Faith Communities and Fintech Innovation

What is the impact of financial technology on what some might suggest is the most important “vertical” of all? With churches and other religious institutions joining other organizations in their embrace of technology, we wanted to take a look at how trends toward digitization – especially given the onset of the global health crisis – are impacting the way that faith institutions support and engage with their communities and congregations.

To learn more, we connected with Aaron Senneff, Chief Technology Officer with Pushpay. Founded in 2011 and headquartered in Redmond, Washington, Pushpay offers engagement and mobile commerce solutions, including payment solutions, to faith, non-profit, and educational organizations.

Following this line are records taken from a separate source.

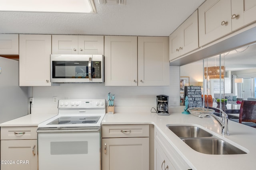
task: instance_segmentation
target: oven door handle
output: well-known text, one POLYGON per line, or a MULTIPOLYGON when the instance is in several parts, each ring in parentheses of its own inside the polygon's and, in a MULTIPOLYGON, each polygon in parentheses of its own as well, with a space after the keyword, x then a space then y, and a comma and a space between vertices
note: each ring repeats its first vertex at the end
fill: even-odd
POLYGON ((98 129, 72 129, 71 128, 60 128, 59 129, 51 129, 51 128, 47 128, 46 129, 38 129, 36 131, 37 133, 48 133, 53 132, 57 133, 65 133, 65 132, 100 132, 100 128, 98 129))

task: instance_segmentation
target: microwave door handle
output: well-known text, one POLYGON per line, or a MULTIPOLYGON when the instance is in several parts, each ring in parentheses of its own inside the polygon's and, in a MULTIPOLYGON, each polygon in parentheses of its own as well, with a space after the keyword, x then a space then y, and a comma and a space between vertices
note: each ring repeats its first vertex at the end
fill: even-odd
POLYGON ((89 63, 88 63, 88 75, 89 76, 89 81, 92 82, 92 57, 89 58, 89 63))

Finovate: With more than 10,500 customers and a total processing volume of $5 billion, Pushpay operates in a fascinating space within fintech: providing donor management and engagement solutions for faith communities. Can you tell us a little about the idea behind launching the company and the problem Pushpay solves for its customers?

Aaron Senneff: Pushpay was formed on the idea that church giving should be easier. When the company was founded, e-commerce through mobile devices and app was accelerating. You could order and pay for your coffee through the phone.

At the same time, churches were accepting donations via cash, check, and passing offering plates as they had done for years. Our founders saw an opportunity to use technology to help make giving easier for church members and make it much easier for church staff to track, manage, and encourage generosity through digital tools.

Today, Pushpay’s digital systems have built on the early success of digital giving, and expanded into donor development, custom mobile applications for churches and church management systems – a full complement of tools that aid churches. As our original founder was known to say, “Everything we do is driven by our purpose to bring people together by strengthening community, connection, and belonging.”

Finovate: How widely are services such as Pushpay used by churches and other religious institutions in the U.S.? Is this a rapidly growing opportunity for you?

Senneff: Many large, progressive churches use technology to their advantage today. It’s not uncommon for a church to use a wide variety of digital tools now, from streaming technology, to email marketing or CRM tools, to sophisticated custom websites. Many of those churches have added digital giving to their arsenal of tools, especially in the last five years. Particularly, large U.S. protestant churches – the so-called “mega-churches” – have significantly embraced the concept of digital giving.

The adoption of digital giving follows the adoption curve you might expect from other technologies. There are early adopters, early majority, late majority and laggards – churches span across all of these categories. While we’ve seen a lot of adoption in churches to date, we still see a number of churches and faith-based organizations using antiquated tools and processes to manage their giving. In addition, among our current customer base, the suite of tools is ever maturing, growing, and becoming more capable. There’s a great deal of opportunity to utilize those new capabilities, even for churches who adopted digital giving tools early.

Finovate: Who are Pushpay’s primary customers? Is this something that churches of varying congregation sizes can use – or is it mostly for larger institutions? Is there much geographic variation in terms of who uses Pushpay’s solutions?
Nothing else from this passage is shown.